Les jambes de la femme donnaient son élan à la robe, qui se mouvait, aveugle dans la pièce aux volets tirés. Des jambes qui pouvaient tant porter des fatigues du monde. Il la voyait avancer sur des chemins fleuris, les jambes fouettés par les herbes ou titubant sur des routes défoncées.

Elle n’avait plus vingt ans et le temps avançait sur elle, rampant sur la robe comme un lierre malfaisant.

Sous le tissu, il devinait des côtes un peu saillantes, lignes de haute tension sous la chair adipeuse.

Il avait l’impression d’un corps en guerre mais tant d’hommes se battaient partout ailleurs, tant d’hommes mouraient sous les bombes ou dans des attentats, alors ce corps qui se faisait violence sous la robe…

Il voulait lui faire oublier la confusion de cette nuit sans étoiles, cette nuit de bêtes traquées.

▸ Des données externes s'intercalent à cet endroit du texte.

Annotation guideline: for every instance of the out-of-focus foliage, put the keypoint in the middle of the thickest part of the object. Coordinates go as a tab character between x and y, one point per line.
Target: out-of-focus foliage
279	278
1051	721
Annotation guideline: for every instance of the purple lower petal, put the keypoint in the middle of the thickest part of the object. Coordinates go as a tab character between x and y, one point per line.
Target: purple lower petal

Il y a si peu d’amour derrière les barbelés, dans certaines rues obscures, dans tant de chambres nuptiales. Les corps des femmes se brisent si facilement. Cette femme dont le mystère l’avait envoûté, il voulait qu’elle devienne la pulsation d’une étoile, en harmonie avec tout ce qui était présent et vivant autour d’elle.

Il vit la robe se déployer, dans une sorte de danse sauvage et primitive venue du fond des âges. Chaque pli du tissu résonnait comme un tambour de fièvre, se tendait sous le regard de l’homme pour faire contrepoint à la nuit.

Ce paysage de la robe, il ne l’avait jamais connu. La robe noire voguait dans la nuit et cicatrisait sa blessure d’ombre.

Il y a tant de mensonges et de parjures, tant d’impostures et de simulacres dans nos vies.

Chaque mouvement de la robe était comme l’horizon sur la mer quand le soir se mêle au mouvement des flots.

Son échancrure s’ouvrait sur l’infinie beauté du monde, noyée d’encre, s’écrivait de crépuscule et d’élans amoureux.

Elle était la promesse des jours nouveaux.

© Tous droits réservés – 2020 –Anna R.Gangloff

Illustration : Héloïse Dorsan Rachet, tous droits réservés

7 commentaires

  1. Votre texte me rappelle les poèmes en prose de Robert Desnos dans son recueil A la mystérieuse, mystiques mais terriblement délicieux !

  2. Le plus beau (selon moi!) de vos textes sur « la robe ».
    J’aime beaucoup le côté dégingandé de vos phrases qui donnent parfois l’impression qu’on pourrait en perdre le sens. Il y a quelques belles formules dont « imaginant le désordre de sa chevelure qui était le désordre même du monde ». Très visuel, presque mystique.
    En revanche, je virerais avec pertes et fracas « nuit fauve ». Mais c’est personnel.
    A bientôt. Et merci pour ces partages.